Lin, a professor of Beijing University, revealed the system during the Marshall Lectures Wednesday and Thursday at the Lady Mitchell Hall, Cambridge University. His lecture was titled “Development and Transition: Idea, Strategy and Viability.”
Lin is the first Chinese economist to speak at the Marshall Lectures. The world-renowned Marshall Lectures every year select well-known economists from around the world to participate in the event.
In his lecture, Lin puts forward his system, which is based on his personal observation and understanding of the reasons behind the successes and failures of development and transition in China and many other developing countries, although primarily on his experiences in China.
The Chinese economist emphasizes the importance of a correct strategy chosen by the government in a developing country in the process of economic development and transition, and puts forward the idea of a company’s viability as being a key part of his theory.
He takes the viability as the microcosmic basis of development economics and transition economics to make up the system of development economics and transition economics, and explains how the government in a developing country can play the right role in ensuring the success of economic development and transition.
“Since industrial and technological structures are endogenous to the endowment structure of the economy, the goal of a government’s development strategy should be to upgrade the endowment structure — instead of upgrading industry and technology directly without taking measures to upgrade their endowment structure first,” said Lin.

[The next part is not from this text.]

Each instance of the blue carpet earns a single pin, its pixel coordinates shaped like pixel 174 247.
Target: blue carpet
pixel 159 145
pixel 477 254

“Once the endowment structure is upgraded, relative factor prices will change and the profit motive and competition pressures will force enterprises to upgrade their industrial and technological structures spontaneously,” he said.
The professor referred to the set of policies that facilitates the development of industries and the adoption of technology in a developing country to follow the comparative advantage determined by its endowment structure at every phase of development as a comparative advantage-following (CAF) strategy.
“A developing country government that follows a CAF strategy needs to build up and maintain competitive market institutions so that the relative factor prices will reflect the changes in the relative abundance of factor endowments in the economy so as to guide the enterprises to make appropriate choices and upgrade industry and technology dynamically,” he said.
“On the other hand, the government needs to play an active role in collecting and disseminating technology and industry information plausibly in the form of industrial policy, in coordinating the enterprises’ investment, compensating for externalities, and in strengthening legal, financial and social institutions to facilitate the enterprises’ upgrading of industry and technology,” added Lin.
“If the developing country government plays the right roles, the country can benefit from the advantage of backwardness and is able to upgrade its endowment, industrial and technological structures more rapidly than a developed country. In the end the income level of this developing country will converge successfully with that of the developed countries,” the economist said.
Moreover, a country that follows a CAF strategy will be more outward-oriented than a country that follows a comparative advantage-defying (CAD) strategy. The CAF country will develop and export goods in which it has comparative advantage and import the goods in which it does not have comparative advantage, he said.
Lin summarizes, “Continuous technological upgrading is the most important driving force for a country’s long-tern dynamic growth in modern times. Ideas are the most vital determinants of whether a developing country will be able to achieve long-term dynamic growth. The government is the most important institution in a developing county. The endowments are the most important binding constraint on a country’s choice of technology and industry. Comparative advantage is the most important guiding principle not only for trade, but for economic development in a developing country. Viability is the most important concept for understanding the cause of various institutional distortions in developing countries. Pragmatism is the most important policy guidance for economic transition.”
The Chinese economist hoped the lecture will make a small contribution to the knowledge that helps developing and transitional countries jump from the kingdom of necessity to the kingdom of freedom in their pursuit of economic development and transition to a developed, wealthy market economy.